Book review: Short life of Mary mattered

All trace of 14-year-old Mary Doherty faded from view days after her brutal murder in 1844 yet her presence is evident on every single page of this moving book
Book review: Short life of Mary mattered

Historian Angela Byrne set herself the almost impossible task of ‘Finding Mary’, to quote the title of her book.

  • Finding Mary: the untold story of an Inishowen murder, 1844 
  • Angela Byrne 
  • Four Courts Press, €11.65

On a Sunday morning in March 1844, Mary Doherty, a 14-year-old servant, was murdered during a robbery at a farmhouse near Culdaff in Co Donegal while the family was out at Mass.

The details of her murder were reported nationally and internationally, in lurid detail. 

The “consternation and disgust” were felt all the more acutely because such an “atrocious and cold-blooded” murder was so rare in rural Donegal, the British weekly paper The Era reported.

After a few days, though, the story faded from view and with it all trace of Mary Doherty. 

All that remained were the whispers echoing in folk memory about the blood stains that would never wash away from the walls, and the sound of fiddle-playing that could be heard at night if you walked by the site of her murder.

The story of her short life was told, if at all, through the lens of the man who was widely believed to have murdered her, Daniel McKeeny. 

While he was never charged with her murder, he was transported for 15 years to Van Diemen’s Land (Tasmania) for sheep stealing.

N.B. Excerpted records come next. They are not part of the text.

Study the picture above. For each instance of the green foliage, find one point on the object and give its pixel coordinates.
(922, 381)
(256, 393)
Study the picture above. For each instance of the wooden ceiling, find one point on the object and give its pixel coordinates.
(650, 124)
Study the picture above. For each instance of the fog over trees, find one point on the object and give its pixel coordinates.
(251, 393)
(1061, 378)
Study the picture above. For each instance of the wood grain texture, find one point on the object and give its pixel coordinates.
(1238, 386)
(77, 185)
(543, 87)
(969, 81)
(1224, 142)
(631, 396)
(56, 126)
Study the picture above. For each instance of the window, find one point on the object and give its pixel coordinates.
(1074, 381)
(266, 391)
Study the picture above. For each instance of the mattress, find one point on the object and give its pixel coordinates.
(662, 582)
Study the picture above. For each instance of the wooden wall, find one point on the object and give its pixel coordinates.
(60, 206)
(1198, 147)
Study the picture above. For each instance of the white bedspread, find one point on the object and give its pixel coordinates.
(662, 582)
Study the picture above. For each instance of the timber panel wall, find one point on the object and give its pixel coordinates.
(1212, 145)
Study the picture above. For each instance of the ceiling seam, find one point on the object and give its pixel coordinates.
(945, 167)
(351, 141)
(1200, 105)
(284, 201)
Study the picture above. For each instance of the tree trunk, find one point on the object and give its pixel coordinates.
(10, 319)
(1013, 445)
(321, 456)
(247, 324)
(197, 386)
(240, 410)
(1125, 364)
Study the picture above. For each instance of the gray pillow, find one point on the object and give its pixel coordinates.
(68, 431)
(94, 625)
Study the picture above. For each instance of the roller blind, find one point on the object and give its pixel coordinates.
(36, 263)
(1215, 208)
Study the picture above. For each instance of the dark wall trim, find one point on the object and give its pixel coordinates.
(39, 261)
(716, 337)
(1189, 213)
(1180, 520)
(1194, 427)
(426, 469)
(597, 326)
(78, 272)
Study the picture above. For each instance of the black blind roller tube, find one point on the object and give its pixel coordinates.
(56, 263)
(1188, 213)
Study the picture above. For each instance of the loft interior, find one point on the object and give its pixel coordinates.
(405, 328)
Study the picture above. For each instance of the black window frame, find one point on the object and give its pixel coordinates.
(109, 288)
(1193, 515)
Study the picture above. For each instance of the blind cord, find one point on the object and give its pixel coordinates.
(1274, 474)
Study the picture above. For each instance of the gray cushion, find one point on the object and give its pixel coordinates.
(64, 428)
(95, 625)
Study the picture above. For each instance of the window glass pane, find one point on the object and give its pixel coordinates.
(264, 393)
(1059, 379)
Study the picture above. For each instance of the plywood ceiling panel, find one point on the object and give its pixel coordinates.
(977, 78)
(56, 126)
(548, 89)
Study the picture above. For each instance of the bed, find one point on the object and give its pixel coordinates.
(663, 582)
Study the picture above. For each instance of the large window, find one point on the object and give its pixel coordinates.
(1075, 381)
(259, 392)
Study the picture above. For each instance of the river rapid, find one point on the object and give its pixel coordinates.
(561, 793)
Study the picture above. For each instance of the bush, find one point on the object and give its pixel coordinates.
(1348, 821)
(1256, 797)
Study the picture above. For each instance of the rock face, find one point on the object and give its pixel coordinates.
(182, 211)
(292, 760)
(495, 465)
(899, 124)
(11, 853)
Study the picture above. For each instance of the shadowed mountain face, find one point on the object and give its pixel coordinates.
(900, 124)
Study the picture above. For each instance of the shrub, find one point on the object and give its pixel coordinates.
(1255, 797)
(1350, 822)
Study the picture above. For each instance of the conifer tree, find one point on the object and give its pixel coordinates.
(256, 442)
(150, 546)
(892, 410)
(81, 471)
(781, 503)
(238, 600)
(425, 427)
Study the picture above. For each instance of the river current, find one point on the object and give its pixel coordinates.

The local landlord George Young did, however, remark that he deserved to be hanged much more than the man who was given a death sentence on the same day he was in court on March 15, 1845.

McKeeny’s after-life in the penal colony is recorded in astonishing detail, right down to accounts of his disobedience of orders, neglect of duty, and repeated attempts to abscond.

In stark contrast, Mary vanishes. There are just four references to her in the historical record. 

It is not known where she was born or where she is buried yet historian Angela Byrne set herself the almost impossible task of ‘Finding Mary’, to quote the title of her book on the untold story an Inishowen murder.

At one point the historian, who has proven so adept at retrieving women’s stories from history, felt that she was grasping at air when she attempted to reach across time to trace the scant outline of a woman whose only footprint is the brutal fate she met in death. 

Her throat was cut, her skull fractured, and her killer tried to burn her remains.

In the absence of evidence, Byrne mines a wide range of sources to situate Mary in the pre-Famine rural setting where she spent her few short years on earth. 

The author’s rigorous research creates points on a broad canvas on which the terrible action plays out.

She leads the reader expertly through her own discovery of Mary’s murder, outlined rather poetically in the preface, and then she shifts tone to don her historian hat to bring the Donegal of 1844 into sharp focus.

The impatient reader in me wanted to get straight to the action, but chapter one immerses you in a time when most people scrambled through life against a backdrop of unrest and low-level criminality.

Widespread hardship was “alleviated only by the ingenuity, effort and hard work of all members of a labouring household, down to the youngest child”, Byrne writes.

It is easier, then, to understand why a nephew would turn on his own uncle and attempt to steal 50 shillings from a chest, although the brutality of his crime is beyond comprehension.

But Finding Mary is not really a book about finding all of the answers. It is more a study in how to retrieve a forgotten woman from the cracks of history. 

While we might not learn much about Mary Doherty, her presence is evident on every single page of this moving book.

She was little valued in her short life and less in death, but here at last is a book that shows her short life mattered.